EIV - Proposition 20 - scolie


Personne donc n’omet d’appéter ce qui lui est utile ou de conserver son être, sinon vaincu par des causes extérieures et contraires à sa nature. Ce n’est jamais, dis-je, par une nécessité de sa nature, c’est toujours contraint par des causes extérieures qu’on a la nourriture en aversion ou qu’on se donne la mort, ce qui peut arriver de beaucoup de manières ; l’un se tue, en effet, contraint par un autre qui lui retourne la main, munie par chance d’un glaive, et le contraint à diriger ce glaive vers son propre cœur ; ou encore on est, comme Sénèque, contraint par l’ordre d’un tyran de s’ouvrir les veines, c’est-à-dire qu’on désire éviter un mal plus grand par un moindre, ou, enfin, c’est par des causes extérieures ignorées disposant l’imagination et affectant le Corps de telle sorte qu’à sa nature se substitue une nature nouvelle contraire et dont l’idée ne peut être dans l’Âme (Prop. 10, p. III). Mais que l’homme s’efforce par la nécessité de sa nature à ne pas exister, ou à changer de forme, cela est aussi impossible qu’il est impossible que quelque chose soit fait de rien, comme un peu de réflexion permet à chacun de le voir. [*]
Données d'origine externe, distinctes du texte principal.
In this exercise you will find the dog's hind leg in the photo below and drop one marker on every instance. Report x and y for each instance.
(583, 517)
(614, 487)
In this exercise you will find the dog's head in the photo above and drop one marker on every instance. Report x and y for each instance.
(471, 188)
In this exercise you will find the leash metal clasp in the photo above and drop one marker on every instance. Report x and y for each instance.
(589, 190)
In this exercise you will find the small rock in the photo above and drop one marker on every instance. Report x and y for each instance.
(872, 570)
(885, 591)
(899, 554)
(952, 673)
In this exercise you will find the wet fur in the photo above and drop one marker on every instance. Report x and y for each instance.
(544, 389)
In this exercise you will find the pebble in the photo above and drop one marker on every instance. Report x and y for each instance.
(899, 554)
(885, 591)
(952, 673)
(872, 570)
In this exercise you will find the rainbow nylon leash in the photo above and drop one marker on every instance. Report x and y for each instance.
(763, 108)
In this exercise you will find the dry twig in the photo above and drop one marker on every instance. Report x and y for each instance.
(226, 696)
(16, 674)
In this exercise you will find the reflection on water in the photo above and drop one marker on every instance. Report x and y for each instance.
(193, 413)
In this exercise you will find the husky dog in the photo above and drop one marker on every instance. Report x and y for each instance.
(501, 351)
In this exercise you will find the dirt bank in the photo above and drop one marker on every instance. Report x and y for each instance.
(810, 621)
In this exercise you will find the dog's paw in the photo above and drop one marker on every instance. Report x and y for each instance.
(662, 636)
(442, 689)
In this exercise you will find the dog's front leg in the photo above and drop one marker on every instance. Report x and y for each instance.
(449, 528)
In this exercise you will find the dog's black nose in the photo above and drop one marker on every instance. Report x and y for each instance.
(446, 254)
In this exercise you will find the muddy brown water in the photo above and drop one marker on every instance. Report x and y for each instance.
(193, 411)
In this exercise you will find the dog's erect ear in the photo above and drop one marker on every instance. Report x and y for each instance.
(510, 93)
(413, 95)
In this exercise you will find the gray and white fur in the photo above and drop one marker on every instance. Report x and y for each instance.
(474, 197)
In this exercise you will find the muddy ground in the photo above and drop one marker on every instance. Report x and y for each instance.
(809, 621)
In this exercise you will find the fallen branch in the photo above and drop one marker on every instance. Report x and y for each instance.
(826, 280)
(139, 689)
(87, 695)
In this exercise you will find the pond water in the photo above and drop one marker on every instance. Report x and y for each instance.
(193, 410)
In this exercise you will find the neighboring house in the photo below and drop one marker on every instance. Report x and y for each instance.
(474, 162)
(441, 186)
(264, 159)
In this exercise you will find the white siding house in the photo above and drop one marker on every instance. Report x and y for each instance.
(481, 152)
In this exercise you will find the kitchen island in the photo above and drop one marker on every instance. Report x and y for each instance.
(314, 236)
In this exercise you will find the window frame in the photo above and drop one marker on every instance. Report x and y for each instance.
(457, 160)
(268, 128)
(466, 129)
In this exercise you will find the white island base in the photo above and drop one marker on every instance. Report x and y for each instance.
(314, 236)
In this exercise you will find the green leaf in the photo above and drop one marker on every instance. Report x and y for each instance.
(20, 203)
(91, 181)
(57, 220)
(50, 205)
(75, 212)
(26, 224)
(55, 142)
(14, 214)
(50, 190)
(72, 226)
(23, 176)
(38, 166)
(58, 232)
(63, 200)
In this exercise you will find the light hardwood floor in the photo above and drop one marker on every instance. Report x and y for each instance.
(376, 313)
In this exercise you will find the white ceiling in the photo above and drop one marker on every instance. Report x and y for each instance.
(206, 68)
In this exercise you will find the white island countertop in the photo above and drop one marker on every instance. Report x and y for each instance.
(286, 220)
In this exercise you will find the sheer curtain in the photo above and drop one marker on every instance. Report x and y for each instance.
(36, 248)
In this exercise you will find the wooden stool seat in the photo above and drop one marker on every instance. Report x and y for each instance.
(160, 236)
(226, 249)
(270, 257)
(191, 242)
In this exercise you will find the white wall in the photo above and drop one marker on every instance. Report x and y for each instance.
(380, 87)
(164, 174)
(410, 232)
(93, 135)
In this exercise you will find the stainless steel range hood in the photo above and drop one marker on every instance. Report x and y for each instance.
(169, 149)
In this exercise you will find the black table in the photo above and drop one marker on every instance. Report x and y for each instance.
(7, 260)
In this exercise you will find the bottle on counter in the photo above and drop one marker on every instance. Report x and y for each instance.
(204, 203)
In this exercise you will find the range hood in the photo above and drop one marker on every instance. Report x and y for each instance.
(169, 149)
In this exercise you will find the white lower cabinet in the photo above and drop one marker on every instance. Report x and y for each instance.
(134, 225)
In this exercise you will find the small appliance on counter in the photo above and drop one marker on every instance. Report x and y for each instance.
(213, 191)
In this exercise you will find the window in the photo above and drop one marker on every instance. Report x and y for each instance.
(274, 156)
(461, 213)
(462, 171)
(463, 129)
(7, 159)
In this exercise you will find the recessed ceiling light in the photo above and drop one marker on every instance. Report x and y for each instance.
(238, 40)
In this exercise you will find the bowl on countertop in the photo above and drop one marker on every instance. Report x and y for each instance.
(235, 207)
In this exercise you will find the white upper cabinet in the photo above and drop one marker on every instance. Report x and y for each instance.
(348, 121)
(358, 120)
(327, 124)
Nemo igitur nisi a causis externis et suæ naturæ contrariis victus suum utile appetere sive suum esse conservare negligit. Nemo inquam ex necessitate suæ naturæ sed a causis externis coactus alimenta aversatur vel se ipsum interficit, quod multis modis fieri potest nempe interficit aliquis se ipsum coactus ab alio qui ejus dexteram qua ensem casu prehenderat, contorquet et cogit versus cor ipsum gladium dirigere vel quod ex mandato tyranni ut Seneca cogatur venas aperire suas hoc est majus malum minore vitare cupiat vel denique ex eo quod causæ latentes externæ ejus imaginationem ita disponunt et corpus ita afficiunt ut id aliam naturam priori contrariam induat et cujus idea in mente dari nequit (per propositionem 10 partis III). At quod homo ex necessitate suæ naturæ conetur non existere vel in aliam formam mutari, tam est impossibile quam quod ex nihilo aliquid fiat, ut unusquisque mediocri meditatione videre potest.

[*(Saisset :) Personne ne cesse donc de désirer ce qui lui est utile et ne néglige la conservation de son être que vaincu par les causes extérieures qui sont contraires à sa nature. Personne n’est donc déterminé par la nécessite de sa nature, mais seulement par les causes extérieures, à se priver d’aliments, ou à se donner lui-même la mort. Ainsi, celui qui tire par hasard son épée et à qui un autre saisit la main en le forçant de se frapper lui-même au coeur, celui-là se tue parce qu’il y est contraint par une cause étrangère. Il en est de même d’un homme que l’ordre d’un tyran force à s’ouvrir les veines, comme Sénèque, afin d’éviter un mal plus grand. Enfin, il peut arriver que des causes extérieures cachées disposent l’imagination d’une personne et affectent son corps de telle façon que ce corps revête une autre nature contraire à celle qu’il avait d’abord, et dont l’idée ne peut exister dans l’âme (par la Propos. 10, part. 3). Mais que l’homme fasse effort par la nécessité de sa nature pour ne pas exister ou pour changer d’essence, cela est aussi impossible que la formation d’une chose qui viendrait de rien ; et il suffit d’une médiocre attention pour s’en convaincre.